To achieve these outcomes, the programme focuses on the individual, organizational, programmatic and systems levels of the international system. Following a process of co-creation, co-development and partnering, programme activities take place at all four levels and are structured into the following interlinked components:
- Bilateral partnerships and accompaniment to support the operationalisation and institutionalisation of sustaining peace in UN agencies and other organizations.
- Designing joined-up programmatic approaches in selected country contexts (Interpeace programmes and partner UN agencies).
- Building the capacities of key individual change agents in the international system, e.g. through the Effective Advising in Complex Contexts course and the Peace Responsiveness Online Training.
- Facilitating cross-organizational exchange and learning among UN and other organizations on the operationalisation and institutionalisation of sustaining peace.
- Developing research, evidence and other knowledge products in support of Component 4, e.g. publications such as the Peace Responsiveness Framing paper, a Development in Practice (DiP) journal article, the ‘P in the HDP Nexus’ animated video, etc.
- Engaging with donors and policy actors to inform how a better enabling environment can be created for sustaining peace and peace-responsive approaches, e.g. in policy fora such as Geneva Peace Week, Stockholm Forum, EU Humanitarian Forum.
C. Objectives
The evaluation will provide a final review of the first phase of the programme.

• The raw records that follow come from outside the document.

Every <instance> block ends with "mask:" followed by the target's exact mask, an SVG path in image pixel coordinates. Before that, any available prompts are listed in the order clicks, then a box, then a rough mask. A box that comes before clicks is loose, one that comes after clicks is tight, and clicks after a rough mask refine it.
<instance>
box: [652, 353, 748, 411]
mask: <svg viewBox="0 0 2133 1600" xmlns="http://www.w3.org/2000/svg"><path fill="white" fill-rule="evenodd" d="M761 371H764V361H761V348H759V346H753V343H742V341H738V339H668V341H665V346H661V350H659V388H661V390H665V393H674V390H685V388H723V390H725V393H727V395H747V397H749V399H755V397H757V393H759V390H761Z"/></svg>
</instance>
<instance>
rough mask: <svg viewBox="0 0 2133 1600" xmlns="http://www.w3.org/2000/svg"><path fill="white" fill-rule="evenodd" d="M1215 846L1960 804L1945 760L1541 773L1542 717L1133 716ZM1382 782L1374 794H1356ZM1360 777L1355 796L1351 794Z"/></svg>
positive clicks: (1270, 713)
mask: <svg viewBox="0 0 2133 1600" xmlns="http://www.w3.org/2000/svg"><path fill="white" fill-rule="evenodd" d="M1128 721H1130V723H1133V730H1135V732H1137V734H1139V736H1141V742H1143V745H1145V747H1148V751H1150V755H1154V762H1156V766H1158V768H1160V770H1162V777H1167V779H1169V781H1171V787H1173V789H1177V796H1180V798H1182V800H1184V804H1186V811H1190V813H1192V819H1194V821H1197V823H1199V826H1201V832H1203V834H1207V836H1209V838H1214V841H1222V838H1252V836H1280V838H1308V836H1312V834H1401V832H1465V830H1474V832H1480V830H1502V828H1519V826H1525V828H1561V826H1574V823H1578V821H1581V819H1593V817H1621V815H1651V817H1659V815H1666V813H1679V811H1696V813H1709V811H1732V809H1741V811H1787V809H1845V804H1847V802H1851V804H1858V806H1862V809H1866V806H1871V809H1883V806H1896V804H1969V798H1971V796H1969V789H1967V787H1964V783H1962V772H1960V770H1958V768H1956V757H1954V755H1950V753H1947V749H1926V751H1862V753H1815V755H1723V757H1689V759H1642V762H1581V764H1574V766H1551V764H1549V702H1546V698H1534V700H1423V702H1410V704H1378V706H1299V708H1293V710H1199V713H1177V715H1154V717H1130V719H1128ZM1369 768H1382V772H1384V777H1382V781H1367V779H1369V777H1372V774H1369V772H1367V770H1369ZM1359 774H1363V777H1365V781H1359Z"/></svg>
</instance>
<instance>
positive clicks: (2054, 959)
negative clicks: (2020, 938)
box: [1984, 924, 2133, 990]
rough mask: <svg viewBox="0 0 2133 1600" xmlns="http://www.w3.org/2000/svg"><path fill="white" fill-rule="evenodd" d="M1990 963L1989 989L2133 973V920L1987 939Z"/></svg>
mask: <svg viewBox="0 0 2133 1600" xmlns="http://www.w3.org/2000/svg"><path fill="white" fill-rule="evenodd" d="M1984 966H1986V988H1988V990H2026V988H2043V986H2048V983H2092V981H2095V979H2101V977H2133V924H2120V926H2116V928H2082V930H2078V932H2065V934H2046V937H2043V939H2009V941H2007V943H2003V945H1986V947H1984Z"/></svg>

It is intended to be a summative evaluation that:
- contributes to the final report of the 2020-23 programme cycle, by assessing the achievement of the targeted outcomes and outputs as per the Performance Measurement Framework of the Global Affairs Canada grant;
- considers cross-cutting evaluation questions; and,
- draws on and feeds into reflections on lessons learned, relevance of the theory of change, and subsequent recommendations for future phases of the programme.
For Timeframe, Methodology and Deliverables, Reporting and Feedback and Qualifications, please see attached ToRs.
How to Apply:
Please submit an expression of interest via email to: [email protected] by 12 February 2023, which includes:
- the proposed methodology for the evaluation,
- a financial proposal*,
- a CV for all consultants involved.
*The cost of preparing a bid and negotiating a contract, including any related travel, is not reimbursable nor can it be included as a direct cost of the assignment.
Please note that only shortlisted applicants will be contacted. Shortlisted applicants may be required to subsequently submit work samples in English and/or references.
Interpeace values diversity among its staff and aims to achieve gender equality both through gender parity at all levels of the organisation and the promotion of a gender dimension in all its work. We welcome applications from women and men, and those with disabilities.